Biological 'Clock' Influences Damage Done by Oxidative Stress
(PhysOrg.com) -- Swing shift workers and frequent fliers beware – scientists have identified yet another biological issue that relates to the “circadian clock” found in almost every species from insects to humans, and discovered that the time of day also affects the ability to resist oxidative stress.
In a new study just published by researchers from Oregon State University, it was found that fruit flies had their greatest ability to manage oxidative stress in the early morning, shortly before they had to deal with the challenges of the day – and the least natural defense in late afternoon or evening, a time when DNA damage reached its peak.

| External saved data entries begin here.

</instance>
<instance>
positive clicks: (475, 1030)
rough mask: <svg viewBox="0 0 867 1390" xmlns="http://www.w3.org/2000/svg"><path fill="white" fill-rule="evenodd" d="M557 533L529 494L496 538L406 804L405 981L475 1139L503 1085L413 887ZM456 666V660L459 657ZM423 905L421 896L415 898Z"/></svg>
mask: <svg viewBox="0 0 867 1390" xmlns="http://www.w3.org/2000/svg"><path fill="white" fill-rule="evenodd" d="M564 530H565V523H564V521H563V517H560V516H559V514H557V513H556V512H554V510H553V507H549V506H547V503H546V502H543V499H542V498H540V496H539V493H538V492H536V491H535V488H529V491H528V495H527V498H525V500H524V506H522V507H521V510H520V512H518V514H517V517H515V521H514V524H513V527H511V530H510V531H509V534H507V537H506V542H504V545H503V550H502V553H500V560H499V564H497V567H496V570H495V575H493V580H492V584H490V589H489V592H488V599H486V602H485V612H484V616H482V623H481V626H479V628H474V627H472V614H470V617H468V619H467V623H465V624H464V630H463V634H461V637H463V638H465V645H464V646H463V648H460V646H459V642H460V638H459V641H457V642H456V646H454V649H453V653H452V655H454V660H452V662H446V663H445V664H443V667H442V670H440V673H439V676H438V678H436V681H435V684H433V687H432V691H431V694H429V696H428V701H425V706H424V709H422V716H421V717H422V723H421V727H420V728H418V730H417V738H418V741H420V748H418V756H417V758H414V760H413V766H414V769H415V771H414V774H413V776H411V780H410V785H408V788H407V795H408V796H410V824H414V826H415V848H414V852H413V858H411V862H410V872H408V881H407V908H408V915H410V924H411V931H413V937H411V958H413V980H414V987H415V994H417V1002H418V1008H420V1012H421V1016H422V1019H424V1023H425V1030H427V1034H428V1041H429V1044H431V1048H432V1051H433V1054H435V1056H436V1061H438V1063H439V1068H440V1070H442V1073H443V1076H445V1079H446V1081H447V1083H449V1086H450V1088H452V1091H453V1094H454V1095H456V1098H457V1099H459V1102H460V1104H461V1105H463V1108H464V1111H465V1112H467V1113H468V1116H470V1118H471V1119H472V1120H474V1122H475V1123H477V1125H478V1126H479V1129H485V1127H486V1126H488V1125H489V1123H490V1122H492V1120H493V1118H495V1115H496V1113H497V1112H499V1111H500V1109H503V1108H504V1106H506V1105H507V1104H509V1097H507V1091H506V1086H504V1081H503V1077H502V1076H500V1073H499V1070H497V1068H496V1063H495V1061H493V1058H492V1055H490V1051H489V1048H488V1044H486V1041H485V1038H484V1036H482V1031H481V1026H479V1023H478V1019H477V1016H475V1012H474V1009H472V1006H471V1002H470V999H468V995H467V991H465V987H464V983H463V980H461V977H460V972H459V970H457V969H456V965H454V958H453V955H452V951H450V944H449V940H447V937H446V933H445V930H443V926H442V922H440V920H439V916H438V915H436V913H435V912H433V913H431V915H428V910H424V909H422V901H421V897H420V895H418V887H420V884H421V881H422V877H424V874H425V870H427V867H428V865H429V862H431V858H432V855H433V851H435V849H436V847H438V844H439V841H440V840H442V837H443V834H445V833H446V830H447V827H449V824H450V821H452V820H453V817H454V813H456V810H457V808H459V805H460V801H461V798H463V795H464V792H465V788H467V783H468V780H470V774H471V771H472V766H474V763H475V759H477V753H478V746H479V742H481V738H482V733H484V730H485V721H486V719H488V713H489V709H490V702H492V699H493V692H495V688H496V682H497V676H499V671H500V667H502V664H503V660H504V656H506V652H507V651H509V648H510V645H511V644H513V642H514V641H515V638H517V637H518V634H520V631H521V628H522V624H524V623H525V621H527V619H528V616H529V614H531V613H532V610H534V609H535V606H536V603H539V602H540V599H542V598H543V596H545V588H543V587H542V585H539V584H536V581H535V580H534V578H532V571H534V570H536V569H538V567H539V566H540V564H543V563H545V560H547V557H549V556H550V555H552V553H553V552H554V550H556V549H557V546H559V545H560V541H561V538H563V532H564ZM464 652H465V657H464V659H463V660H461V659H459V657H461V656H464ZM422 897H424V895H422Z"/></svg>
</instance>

When the gene that controls this process was completely removed by genetic manipulation, the fly’s ability to deal with oxidative stress essentially disappeared.
Oxidative stress can occur during the normal metabolism of oxygen, when levels of “reactive oxygen species” become too high, normal defense mechanisms break down and cell damage results. This is an issue in several significant health concerns, ranging from heart disease to Alzheimer’s disease, premature aging and cancer. It now appears that animals, through the genetics that control their circadian rhythms, have natural ebb and flow in handling oxidative stress based on time of day.
The studies examined the role of the gene “period” in fruit flies, which is already known to influence reproduction, sperm release, sleep cycles, drug sensitivities, learning ability, and other biological functions. Oxidative stress management can now be added to the list – the study concluded that “the circadian clock gene ‘period’ is essential for maintaining a robust anti-oxidative defense.”
This is the first report of this type of rhythmic susceptibility to oxidative stress, the study said. The research was led by Jaga Giebultowicz, an OSU associate professor of zoology.
“In fruit flies, the ability to deal with oxidative stress was very significant,” said Natraj Krishnan, a research associate at OSU and co-author on the new publication, in Biochemical and Biophysical Research Communications.
“That doesn’t automatically tell us what the effects would be in humans, but our ability to deal with oxidative stress is very important to our health,” Krishnan said. “This could be a concern to people who routinely have disrupted sleep cycles, such as swing shift workers, people who work at night, travelers crossing time zones.”
Almost all organisms on Earth have evolved with a reaction to the rhythmic changes in light from day to night, Krishnan said, and organize their activities in a time-related pattern called “circadian rhythm.” But research in recent years is just beginning to understand how powerful these rhythms are, with physiological, biochemical and behavioral functions linked to them. The “clock” genes that control them have also been found to influence other critical life functions – sleeping, feeding, reproduction, and now disease prevention. As a reflection of its evolutionary persistence and importance, the “period” gene is found in many animal species and expressed in almost every cell in the human body.
“There has been what some call a clockwork explosion of interest in this field,” Krishnan said. “These genes seem to influence or control so many different metabolic functions, and disruption of those functions may have serious health implications.”
Much of the research is being done with the fruit fly because its genome has been completely sequenced and many of its genes perform the same function as in higher animals, including humans.
The practical use of information in this area is still being developed, Krishnan said. The efficacy of some cancer treatment drugs has already been found to be largely dependent on the time of delivery. Mental acuity is not the same throughout the day, and it may be that individuals learn best at specific periods. And in humans it has been found that the risk of death from various pathologies varies with time of day.
These studies were supported by the National Institutes of Health.